Anthor uśmiechnął się kwaśno.
— Nie zna pan swego własnego umysłu tak dobrze, jak oni mogą znać. Załóżmy, że — znając pana — liczą na tę, jak pan myśli, tylko myśli, nieprawdopodobną reakcję, wiedząc z góry, jaki będzie tok pańskiego rozumowania.

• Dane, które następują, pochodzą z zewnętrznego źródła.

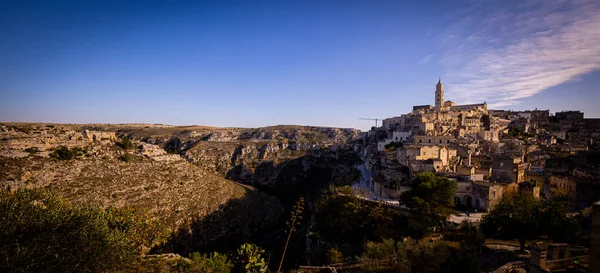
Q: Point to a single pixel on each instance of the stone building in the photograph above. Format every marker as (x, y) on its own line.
(508, 169)
(439, 95)
(557, 258)
(417, 152)
(486, 195)
(594, 265)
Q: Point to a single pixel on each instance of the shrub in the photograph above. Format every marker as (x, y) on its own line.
(125, 143)
(32, 150)
(249, 259)
(62, 153)
(213, 263)
(125, 157)
(335, 256)
(40, 232)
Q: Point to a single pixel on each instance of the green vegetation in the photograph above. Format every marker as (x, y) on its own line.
(249, 259)
(515, 217)
(40, 232)
(126, 157)
(335, 256)
(394, 145)
(522, 216)
(64, 153)
(125, 143)
(296, 216)
(213, 263)
(347, 223)
(460, 255)
(32, 150)
(431, 195)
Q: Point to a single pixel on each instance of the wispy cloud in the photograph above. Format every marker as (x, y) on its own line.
(505, 53)
(426, 59)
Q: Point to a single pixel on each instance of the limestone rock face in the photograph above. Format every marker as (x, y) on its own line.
(168, 187)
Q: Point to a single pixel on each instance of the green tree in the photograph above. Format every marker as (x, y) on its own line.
(40, 232)
(335, 256)
(250, 260)
(125, 143)
(295, 217)
(213, 263)
(557, 225)
(431, 195)
(516, 216)
(62, 153)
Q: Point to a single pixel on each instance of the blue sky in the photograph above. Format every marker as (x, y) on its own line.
(258, 63)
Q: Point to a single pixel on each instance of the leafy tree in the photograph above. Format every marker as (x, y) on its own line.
(515, 216)
(125, 143)
(296, 216)
(557, 225)
(431, 195)
(335, 256)
(40, 232)
(213, 263)
(385, 256)
(126, 157)
(250, 260)
(62, 153)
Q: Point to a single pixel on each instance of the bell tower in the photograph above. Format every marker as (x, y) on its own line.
(439, 95)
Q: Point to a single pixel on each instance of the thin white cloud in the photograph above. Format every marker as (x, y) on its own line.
(502, 54)
(426, 59)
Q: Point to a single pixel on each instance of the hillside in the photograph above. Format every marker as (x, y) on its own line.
(166, 186)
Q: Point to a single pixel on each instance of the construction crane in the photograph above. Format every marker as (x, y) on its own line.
(375, 119)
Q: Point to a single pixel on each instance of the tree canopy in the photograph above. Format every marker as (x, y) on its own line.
(431, 194)
(523, 217)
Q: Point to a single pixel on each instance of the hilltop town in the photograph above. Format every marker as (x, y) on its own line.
(209, 188)
(489, 152)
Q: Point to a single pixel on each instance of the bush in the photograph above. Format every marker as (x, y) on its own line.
(125, 143)
(62, 153)
(125, 157)
(335, 256)
(32, 150)
(213, 263)
(40, 232)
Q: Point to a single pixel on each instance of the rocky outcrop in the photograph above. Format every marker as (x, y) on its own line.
(179, 194)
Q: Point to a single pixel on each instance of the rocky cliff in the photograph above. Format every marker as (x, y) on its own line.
(181, 195)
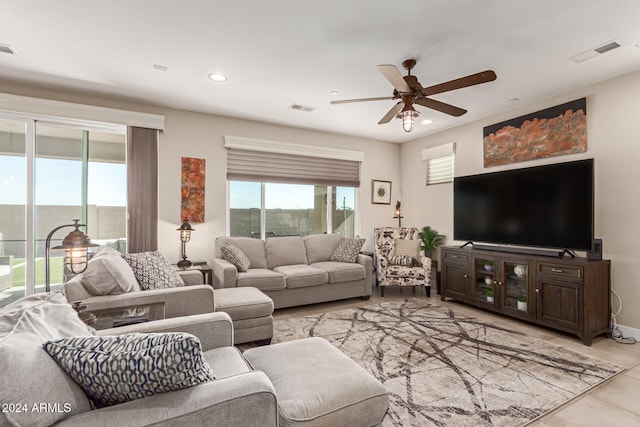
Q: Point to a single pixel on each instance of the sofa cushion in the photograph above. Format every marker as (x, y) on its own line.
(347, 250)
(243, 303)
(406, 247)
(153, 270)
(226, 362)
(287, 250)
(29, 375)
(108, 273)
(302, 275)
(340, 272)
(252, 248)
(121, 368)
(319, 247)
(235, 256)
(262, 278)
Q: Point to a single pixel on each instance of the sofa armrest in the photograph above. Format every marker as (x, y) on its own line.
(225, 274)
(191, 277)
(181, 301)
(367, 262)
(247, 399)
(213, 329)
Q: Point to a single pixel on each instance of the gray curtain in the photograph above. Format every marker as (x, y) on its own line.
(142, 189)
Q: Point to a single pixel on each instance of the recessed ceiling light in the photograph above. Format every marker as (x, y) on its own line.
(217, 77)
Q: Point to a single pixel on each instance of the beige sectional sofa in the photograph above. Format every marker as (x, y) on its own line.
(294, 270)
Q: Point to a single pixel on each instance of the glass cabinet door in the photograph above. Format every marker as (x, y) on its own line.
(515, 285)
(485, 285)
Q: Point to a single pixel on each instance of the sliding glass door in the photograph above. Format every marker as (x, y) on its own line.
(53, 173)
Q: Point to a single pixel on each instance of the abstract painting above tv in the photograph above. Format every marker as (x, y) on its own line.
(551, 132)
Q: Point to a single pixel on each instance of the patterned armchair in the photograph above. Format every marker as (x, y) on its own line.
(416, 270)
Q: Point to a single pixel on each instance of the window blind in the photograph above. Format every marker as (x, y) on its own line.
(263, 166)
(439, 163)
(440, 170)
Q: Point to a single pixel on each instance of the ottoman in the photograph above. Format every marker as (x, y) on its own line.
(251, 312)
(317, 385)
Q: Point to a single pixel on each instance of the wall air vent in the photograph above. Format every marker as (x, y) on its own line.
(301, 107)
(595, 51)
(6, 49)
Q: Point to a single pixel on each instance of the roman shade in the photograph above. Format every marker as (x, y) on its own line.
(262, 166)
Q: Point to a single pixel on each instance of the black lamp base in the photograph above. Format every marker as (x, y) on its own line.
(184, 263)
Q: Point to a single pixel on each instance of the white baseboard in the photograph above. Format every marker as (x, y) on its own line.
(628, 332)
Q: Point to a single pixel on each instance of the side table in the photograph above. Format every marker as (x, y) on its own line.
(205, 269)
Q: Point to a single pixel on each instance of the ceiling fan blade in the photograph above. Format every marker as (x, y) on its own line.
(471, 80)
(391, 113)
(395, 78)
(347, 101)
(441, 106)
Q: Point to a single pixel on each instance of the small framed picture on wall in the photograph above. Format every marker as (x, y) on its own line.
(380, 192)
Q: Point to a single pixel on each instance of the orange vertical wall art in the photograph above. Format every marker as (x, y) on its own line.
(192, 205)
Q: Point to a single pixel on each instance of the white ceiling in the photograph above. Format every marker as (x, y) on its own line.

— W takim przypadku sytuacja jest bez wyjścia. Bo jeśli przyjmę linię rozumowania, którą tu z grubsza pan nakreślił, i polecę na Trantor, to może się okazać, że to również przewidzieli. A jeśli postąpię tak, to oni mogą tak, i tak można się zastanawiać bez końca. Ale bez względu na to, jak daleko posunąłbym się w tym tworzeniu hipotez, mogę zrobić tylko jedno z dwojga — lecieć albo zostać. Fakt, że jakimś dziwnym sposobem skłonili moją córkę, żeby leciała gdzieś przez pół Galaktyki, na pewno nie świadczy o tym, że chcieliby, żebym został tutaj, bo stałoby się tak, gdyby nic nie zrobili. To może mieć tylko jeden cel — żebym się stąd ruszył. I dlatego właśnie zostanę. » A poza tym, Anthor, nie we wszystkim Druga Fundacja macza palce, nie każde zdarzenie jest przez nich wyreżyserowane. Mogli nie mieć nic wspólnego z odlotem Arkadii i może jeszcze być tak, że ona będzie zupełnie bezpieczna na Trantorze, kiedy dawno już będzie po nas.